Author: Stephen Lawhead
Publishing Information: September 1, 2006
Genre: Fantasy, Historical Fiction, Adventure, Adult, Retellings
Series information: Book 1 in the King Raven Series
Format: Hardcover, 490 pages
Source: Purchased for my personal library
Recommended For: Fans of historical fiction and those looking for a new take on an old tale.
The Legend Begins Anew
For centuries, the legend of Robin Hood and his band of thieves has captivated the imagination. Now the familiar tale takes on new life, fresh meaning, and an unexpected setting.
Hood is a novel that I have been meaning to read for a very long time. In fact, I attempted to read it quite a few years ago and despite my love of Robin Hood, I just couldn’t become immersed in the story. Being that I have owned the novel for years, the Classics Retold project seemed like the perfect excuse for me to give it another try.
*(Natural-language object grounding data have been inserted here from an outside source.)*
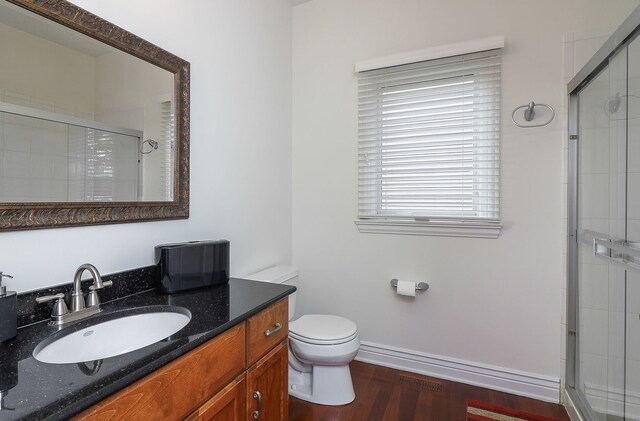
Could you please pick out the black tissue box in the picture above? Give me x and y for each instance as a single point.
(191, 265)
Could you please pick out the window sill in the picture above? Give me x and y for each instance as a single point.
(437, 229)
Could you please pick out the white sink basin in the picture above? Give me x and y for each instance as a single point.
(111, 334)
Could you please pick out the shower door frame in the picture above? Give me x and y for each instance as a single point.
(627, 32)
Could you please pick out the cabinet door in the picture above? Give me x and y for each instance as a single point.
(227, 405)
(267, 329)
(267, 386)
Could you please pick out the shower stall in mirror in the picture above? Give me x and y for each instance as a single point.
(603, 318)
(52, 157)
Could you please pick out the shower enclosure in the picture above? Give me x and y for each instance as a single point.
(603, 318)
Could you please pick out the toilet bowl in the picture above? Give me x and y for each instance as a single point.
(321, 346)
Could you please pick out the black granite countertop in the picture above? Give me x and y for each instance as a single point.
(37, 391)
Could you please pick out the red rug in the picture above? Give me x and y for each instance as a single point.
(482, 411)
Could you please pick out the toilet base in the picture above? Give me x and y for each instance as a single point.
(324, 385)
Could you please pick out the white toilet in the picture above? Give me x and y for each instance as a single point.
(321, 347)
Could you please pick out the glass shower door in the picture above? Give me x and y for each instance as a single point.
(632, 358)
(601, 220)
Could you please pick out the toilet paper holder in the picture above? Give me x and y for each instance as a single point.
(420, 286)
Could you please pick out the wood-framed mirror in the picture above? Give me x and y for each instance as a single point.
(94, 121)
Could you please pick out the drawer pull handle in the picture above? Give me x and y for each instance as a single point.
(276, 328)
(258, 396)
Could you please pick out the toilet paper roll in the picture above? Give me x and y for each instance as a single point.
(406, 288)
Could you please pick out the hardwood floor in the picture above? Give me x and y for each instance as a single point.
(391, 395)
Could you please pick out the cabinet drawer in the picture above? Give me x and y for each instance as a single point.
(176, 389)
(267, 329)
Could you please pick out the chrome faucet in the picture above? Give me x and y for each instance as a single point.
(77, 298)
(79, 310)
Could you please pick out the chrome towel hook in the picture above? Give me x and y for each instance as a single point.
(530, 113)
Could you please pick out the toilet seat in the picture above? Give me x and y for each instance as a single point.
(323, 329)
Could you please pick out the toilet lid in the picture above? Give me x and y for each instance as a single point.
(323, 328)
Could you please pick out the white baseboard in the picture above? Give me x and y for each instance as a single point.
(512, 381)
(613, 401)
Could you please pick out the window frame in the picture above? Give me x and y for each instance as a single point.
(452, 226)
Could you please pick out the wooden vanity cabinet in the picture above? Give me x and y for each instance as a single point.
(216, 381)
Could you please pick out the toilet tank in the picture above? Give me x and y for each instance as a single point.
(280, 274)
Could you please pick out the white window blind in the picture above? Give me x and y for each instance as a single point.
(429, 136)
(167, 148)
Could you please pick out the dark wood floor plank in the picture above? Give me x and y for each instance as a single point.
(385, 394)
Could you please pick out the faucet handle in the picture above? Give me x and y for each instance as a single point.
(92, 297)
(59, 307)
(104, 284)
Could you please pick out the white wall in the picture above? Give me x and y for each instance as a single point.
(491, 302)
(240, 55)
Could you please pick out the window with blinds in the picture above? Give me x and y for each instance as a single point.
(429, 141)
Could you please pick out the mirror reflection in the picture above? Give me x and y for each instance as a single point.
(80, 121)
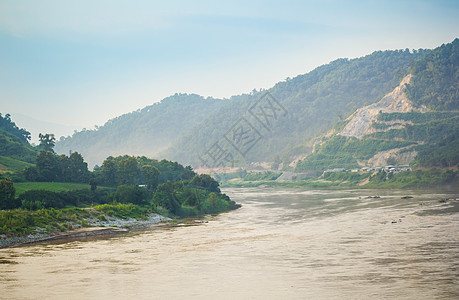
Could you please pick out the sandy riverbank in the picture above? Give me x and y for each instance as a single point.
(109, 227)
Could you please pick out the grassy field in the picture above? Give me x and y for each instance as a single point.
(22, 187)
(11, 164)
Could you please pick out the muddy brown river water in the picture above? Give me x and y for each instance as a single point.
(284, 243)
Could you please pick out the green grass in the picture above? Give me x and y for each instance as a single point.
(20, 222)
(13, 165)
(22, 187)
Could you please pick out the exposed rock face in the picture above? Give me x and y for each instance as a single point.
(382, 158)
(396, 101)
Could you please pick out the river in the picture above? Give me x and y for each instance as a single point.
(284, 243)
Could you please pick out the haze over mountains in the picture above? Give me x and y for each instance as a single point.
(184, 127)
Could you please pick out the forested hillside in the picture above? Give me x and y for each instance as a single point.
(143, 132)
(424, 131)
(314, 103)
(14, 145)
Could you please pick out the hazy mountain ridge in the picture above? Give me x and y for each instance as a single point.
(183, 127)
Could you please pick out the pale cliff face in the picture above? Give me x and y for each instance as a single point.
(396, 101)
Rhi Bran’s (see what he did there, Rhi Bran = Robin) father is killed and he is left as the would-be heir to his father’s castle and lands. Unfortunately Bran is injured severely by Normans and he is found near death by a mysterious old woman. After many trials she succeeds in nursing him back to health and assisting him in realizing his truth worth as a leader to his people.
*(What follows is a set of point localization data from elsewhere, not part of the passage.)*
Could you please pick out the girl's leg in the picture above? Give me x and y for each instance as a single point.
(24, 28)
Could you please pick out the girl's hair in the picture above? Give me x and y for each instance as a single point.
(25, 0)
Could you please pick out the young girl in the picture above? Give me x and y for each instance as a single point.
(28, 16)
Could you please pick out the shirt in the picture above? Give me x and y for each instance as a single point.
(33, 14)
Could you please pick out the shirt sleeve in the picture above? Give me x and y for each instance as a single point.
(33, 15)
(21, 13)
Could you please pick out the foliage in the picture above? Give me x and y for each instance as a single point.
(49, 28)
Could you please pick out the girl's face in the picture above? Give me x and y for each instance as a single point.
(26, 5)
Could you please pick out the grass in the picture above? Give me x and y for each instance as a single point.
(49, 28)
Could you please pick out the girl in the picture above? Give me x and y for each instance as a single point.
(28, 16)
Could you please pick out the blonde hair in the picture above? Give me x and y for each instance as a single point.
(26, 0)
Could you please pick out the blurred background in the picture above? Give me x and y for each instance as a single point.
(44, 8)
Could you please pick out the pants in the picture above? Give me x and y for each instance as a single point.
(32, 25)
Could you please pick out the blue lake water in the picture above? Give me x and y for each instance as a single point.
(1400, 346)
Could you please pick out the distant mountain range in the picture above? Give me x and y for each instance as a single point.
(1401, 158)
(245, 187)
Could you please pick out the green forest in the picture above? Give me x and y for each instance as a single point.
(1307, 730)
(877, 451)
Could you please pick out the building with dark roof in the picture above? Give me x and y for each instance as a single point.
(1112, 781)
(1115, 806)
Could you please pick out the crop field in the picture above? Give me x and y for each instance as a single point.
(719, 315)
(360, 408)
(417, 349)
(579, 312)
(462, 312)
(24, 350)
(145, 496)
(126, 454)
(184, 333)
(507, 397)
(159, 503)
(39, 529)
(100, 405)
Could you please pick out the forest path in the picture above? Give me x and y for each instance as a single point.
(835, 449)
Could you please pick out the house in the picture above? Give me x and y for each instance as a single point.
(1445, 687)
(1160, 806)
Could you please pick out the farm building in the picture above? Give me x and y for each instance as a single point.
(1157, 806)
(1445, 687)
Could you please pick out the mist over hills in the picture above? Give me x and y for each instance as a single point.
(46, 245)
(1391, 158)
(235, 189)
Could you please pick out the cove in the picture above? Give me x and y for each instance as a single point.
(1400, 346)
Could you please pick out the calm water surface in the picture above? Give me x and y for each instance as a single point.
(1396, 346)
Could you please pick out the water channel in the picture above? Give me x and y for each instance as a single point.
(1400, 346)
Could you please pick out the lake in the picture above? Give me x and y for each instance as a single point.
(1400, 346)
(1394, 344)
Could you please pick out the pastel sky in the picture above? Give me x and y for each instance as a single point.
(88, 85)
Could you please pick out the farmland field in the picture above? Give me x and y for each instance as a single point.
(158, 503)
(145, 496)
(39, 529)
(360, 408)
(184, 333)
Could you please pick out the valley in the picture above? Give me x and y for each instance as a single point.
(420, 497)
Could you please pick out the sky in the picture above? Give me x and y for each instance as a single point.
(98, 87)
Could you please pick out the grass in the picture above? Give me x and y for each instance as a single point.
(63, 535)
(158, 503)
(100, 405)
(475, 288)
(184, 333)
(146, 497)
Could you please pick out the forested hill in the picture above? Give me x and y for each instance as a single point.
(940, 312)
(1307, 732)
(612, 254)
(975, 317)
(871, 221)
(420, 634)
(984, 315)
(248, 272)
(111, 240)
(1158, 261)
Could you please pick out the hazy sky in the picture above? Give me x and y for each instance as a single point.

I did enjoy the characters for the most part, Bran was pigheaded and a rather different type of hero. It was interesting to watch his growth throughout the novel and I thoroughly enjoyed his characterization of King Raven. The two most descriptive secondary characters in Hood are Merian, and Friar Tuck, who goes by the name Aethelfrith. I did not like the portrayal of Merian, I found her to be somewhat silly in her dual nature. On one hand she was strong headed and stubborn, but then she seemed rather silly and naïve in her actions. Tuck, however, was incredibly loveable. He assisted Bran in keeping a cool head in many situations and was incredibly keen and fun to read.
Hood is a very different retelling than the original tale of Robin Hood, and it reads more like a historical fiction novel than anything else. Lawhead in no way romanticizes Robin Hood’s tale, in fact it is a darker retelling than I have ever read and to be honest there is not much happiness through the novel, despite the fact that things do move forward little by little for our hero.
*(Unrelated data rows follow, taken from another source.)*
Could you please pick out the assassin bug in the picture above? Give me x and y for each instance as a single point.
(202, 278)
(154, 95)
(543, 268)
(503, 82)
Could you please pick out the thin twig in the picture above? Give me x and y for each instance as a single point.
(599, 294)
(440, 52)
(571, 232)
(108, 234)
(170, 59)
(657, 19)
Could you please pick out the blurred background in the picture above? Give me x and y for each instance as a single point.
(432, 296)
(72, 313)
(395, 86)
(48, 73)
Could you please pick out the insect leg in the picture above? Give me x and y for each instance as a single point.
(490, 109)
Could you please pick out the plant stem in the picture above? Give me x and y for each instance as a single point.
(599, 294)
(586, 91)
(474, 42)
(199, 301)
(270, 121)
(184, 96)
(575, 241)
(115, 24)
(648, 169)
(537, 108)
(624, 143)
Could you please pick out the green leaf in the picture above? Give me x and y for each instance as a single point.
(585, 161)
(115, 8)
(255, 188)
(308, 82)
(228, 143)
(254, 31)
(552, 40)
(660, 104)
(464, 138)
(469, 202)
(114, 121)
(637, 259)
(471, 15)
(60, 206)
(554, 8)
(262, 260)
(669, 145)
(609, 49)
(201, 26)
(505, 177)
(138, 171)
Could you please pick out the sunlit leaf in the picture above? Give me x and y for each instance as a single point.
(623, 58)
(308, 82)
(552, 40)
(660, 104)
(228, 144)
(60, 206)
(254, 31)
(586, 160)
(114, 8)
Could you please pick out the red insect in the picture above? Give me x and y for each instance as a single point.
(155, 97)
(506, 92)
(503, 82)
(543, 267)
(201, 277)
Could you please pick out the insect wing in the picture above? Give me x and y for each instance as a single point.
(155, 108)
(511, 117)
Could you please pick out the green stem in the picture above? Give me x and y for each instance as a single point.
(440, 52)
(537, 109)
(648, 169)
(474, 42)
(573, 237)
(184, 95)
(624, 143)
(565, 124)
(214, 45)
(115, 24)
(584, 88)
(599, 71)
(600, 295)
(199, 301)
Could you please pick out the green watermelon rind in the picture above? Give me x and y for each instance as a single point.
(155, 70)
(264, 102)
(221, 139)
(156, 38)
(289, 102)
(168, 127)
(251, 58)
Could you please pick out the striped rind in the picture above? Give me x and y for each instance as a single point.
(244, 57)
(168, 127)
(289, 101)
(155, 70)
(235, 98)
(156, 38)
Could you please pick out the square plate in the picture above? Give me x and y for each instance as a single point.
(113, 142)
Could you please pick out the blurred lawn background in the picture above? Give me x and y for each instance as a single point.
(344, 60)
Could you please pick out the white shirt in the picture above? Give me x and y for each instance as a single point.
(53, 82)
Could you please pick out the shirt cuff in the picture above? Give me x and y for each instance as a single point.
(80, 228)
While reading, I wasn’t completely enthralled with the tale, and I had hoped for some more action. Much of the story is Bran finding his potential, and background on the different Barons who are fighting for control of the land. There was one particular scene that took place in the “haunted forest” that I thoroughly enjoyed, the atmosphere was absolutely chilling. It is obvious while reading that this is only one part to the Robin Hood tale and it is hard to judge the novel on its own as it really is a piece to a much bigger puzzle. That said, as a whole I found the novel to be an interesting new beginning to the Robin Hood legend, I will definitely be continuing on with the story.